Would you please kindly offer the data, codes, or settings for training the predictor?
Prerequisites
Before submitting your question, please ensure the following:
- [x] I am running the latest version of PowerInfer. Development is rapid, and as of now, there are no tagged versions.
- [x] I have carefully read and followed the instructions in the README.md.
- [x] I searched using keywords relevant to my issue to make sure that I am creating a new issue that is not already open (or closed).
Question Details
I'm trying to train the sparsity predictor by referring to DejaVu, but I have a strange finding. I generate the predictor training data on C4 by myself. For ReLULLaMA-7B, I train a predictor with higher recalls on C4 than that you provide in ReLULLaMA-7B-Predictor. (e.g., 0.94 v.s. 0.90 in layer 0)
However, when applying this predictor to PowerInfer, the efficiency is considerably lower than your ReLULLaMA-7B-Predictor. What is wrong with this? (The upper image is obtained by the predictor trained by myself. The lower image is obtained by ReLULLaMA-7B-Predictor.)

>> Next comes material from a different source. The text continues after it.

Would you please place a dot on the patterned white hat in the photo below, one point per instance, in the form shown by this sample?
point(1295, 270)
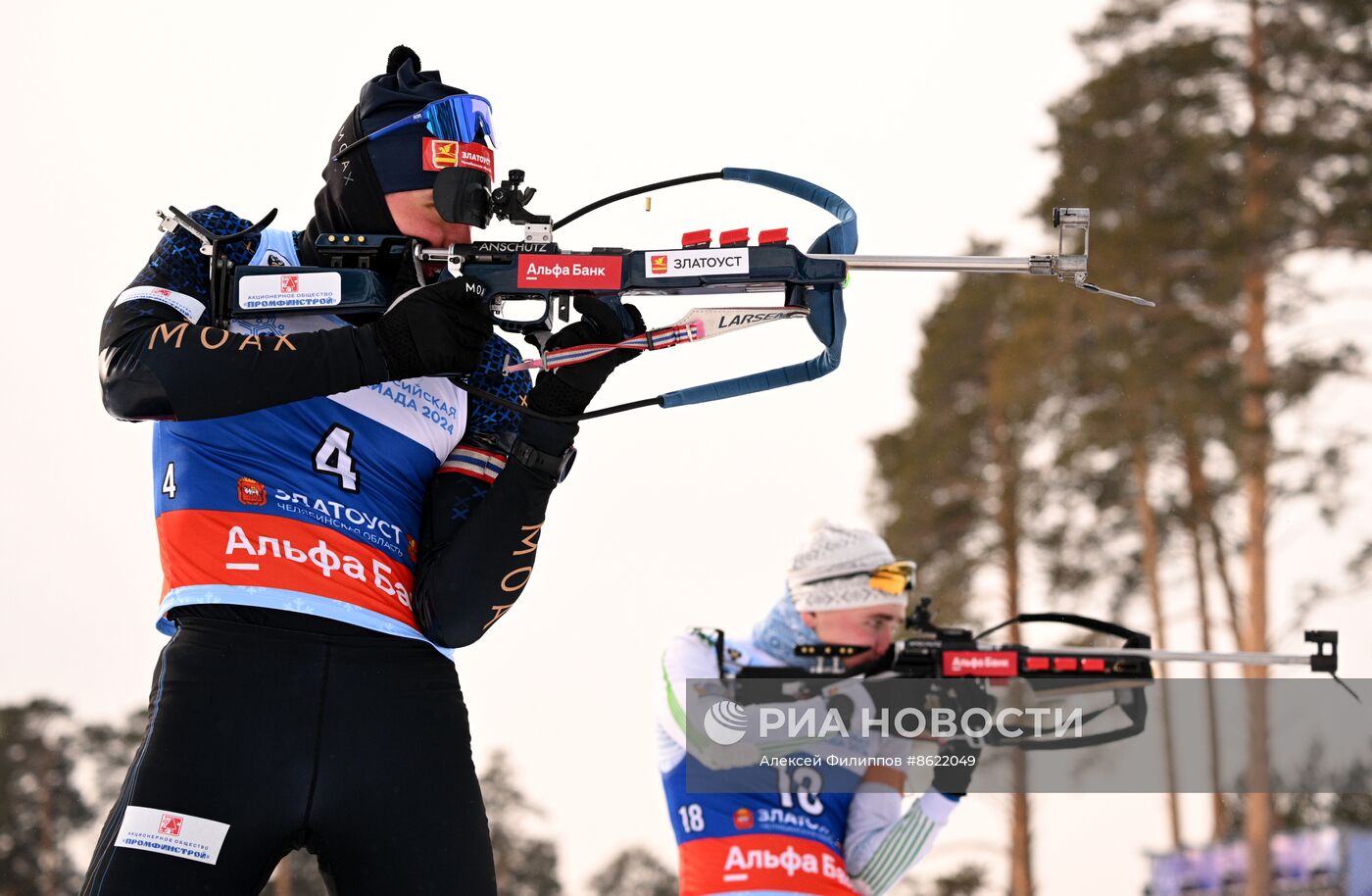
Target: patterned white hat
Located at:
point(833, 569)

It is also probably due to some mistakes I made. Therefore, I also attach the code for generating the training data (get_llama_data.py and hf_llama_module.py), and for training the predictor (main_mlp.py, run_c4_mlp.sh, trainer_mlp.py).
Looking forward to your response! Of course, the best solution is to open-source the data, codes, or just parameter settings for training ReLULLaMA-7B-Predictor.